The Gleaner sought opinions on the new offer from various brokers and analysts, many of whom declined or did not comment up to press time.
Cemex already owns 39.5 per cent of TCL through Sierra Trading, and aims to increase its stake to 74.9 per cent. The Mexican company promises that TCL will remain listed. Its amended offer closes on January 24.
Assuming full acceptance of the offer, Cemex says Sierra will pay cash amounting to TT$672 million (US$101 million) to subscribers, with payment either in Trinidadian or US currency, based on preference.
The December 5 offer would have amounted to a payout of $89 million.

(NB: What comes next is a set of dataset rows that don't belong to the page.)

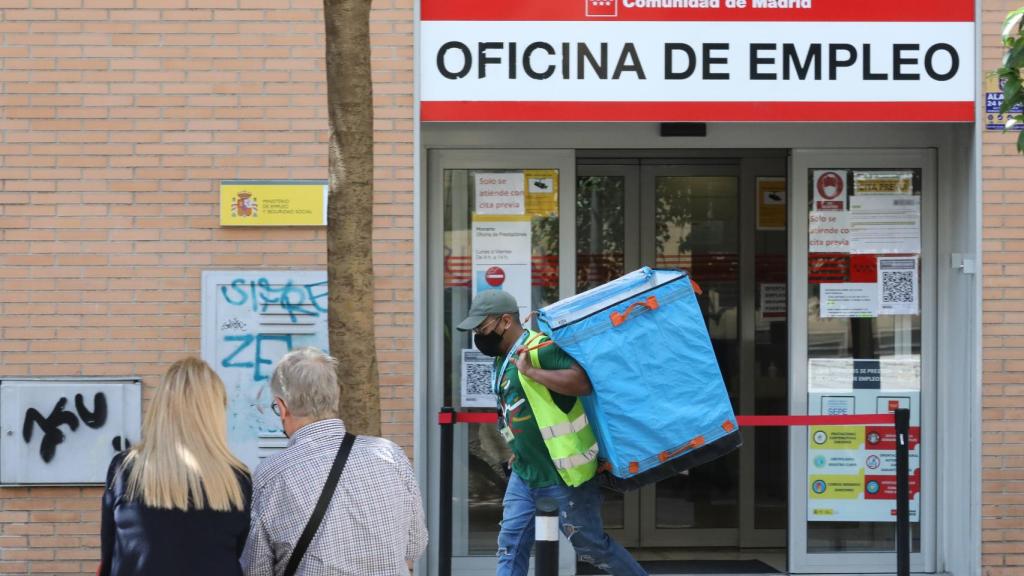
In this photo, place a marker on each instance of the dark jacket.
(137, 540)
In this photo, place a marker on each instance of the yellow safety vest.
(568, 438)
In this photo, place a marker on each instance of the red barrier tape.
(838, 420)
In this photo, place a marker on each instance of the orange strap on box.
(650, 302)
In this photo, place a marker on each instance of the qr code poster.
(898, 291)
(476, 375)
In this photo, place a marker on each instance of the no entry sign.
(697, 60)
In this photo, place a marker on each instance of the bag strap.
(314, 521)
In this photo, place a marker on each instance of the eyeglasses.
(479, 329)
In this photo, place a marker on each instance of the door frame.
(438, 162)
(801, 161)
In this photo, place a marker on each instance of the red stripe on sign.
(754, 10)
(694, 112)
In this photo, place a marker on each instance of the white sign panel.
(66, 430)
(500, 193)
(250, 320)
(502, 258)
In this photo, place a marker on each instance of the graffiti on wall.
(250, 321)
(65, 432)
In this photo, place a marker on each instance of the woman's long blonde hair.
(183, 460)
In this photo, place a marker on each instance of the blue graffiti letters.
(246, 342)
(296, 300)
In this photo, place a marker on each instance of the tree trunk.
(349, 232)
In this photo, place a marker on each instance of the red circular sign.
(829, 186)
(495, 276)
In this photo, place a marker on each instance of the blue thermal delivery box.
(659, 405)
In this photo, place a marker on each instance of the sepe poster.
(851, 469)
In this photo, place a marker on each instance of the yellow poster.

The revised price represents a premium of 50 per cent over the December 1, 2016 closing price of TCL's shares in the Trinidad and Tobago Stock Exchange, added Cemex.
TCL directors, based on the advice of auditors Ernst & Young (EY), described the December offer as "not fair". The directors issued a circular advising shareholders to read the assessment by EY prior to making a decision to sell or hold their shares.
The TCL directors and the redacted fairness opinion by EY avoided listing a fair price or value.
TCL's 10 directors and/or senior managers listed in the circular all hold shares directly or indirectly in the group. Director Ruben McSween indirectly holds the largest block, 44.6 million units, followed by chairman Wilfred Espinet, who directly holds 10.28 million units.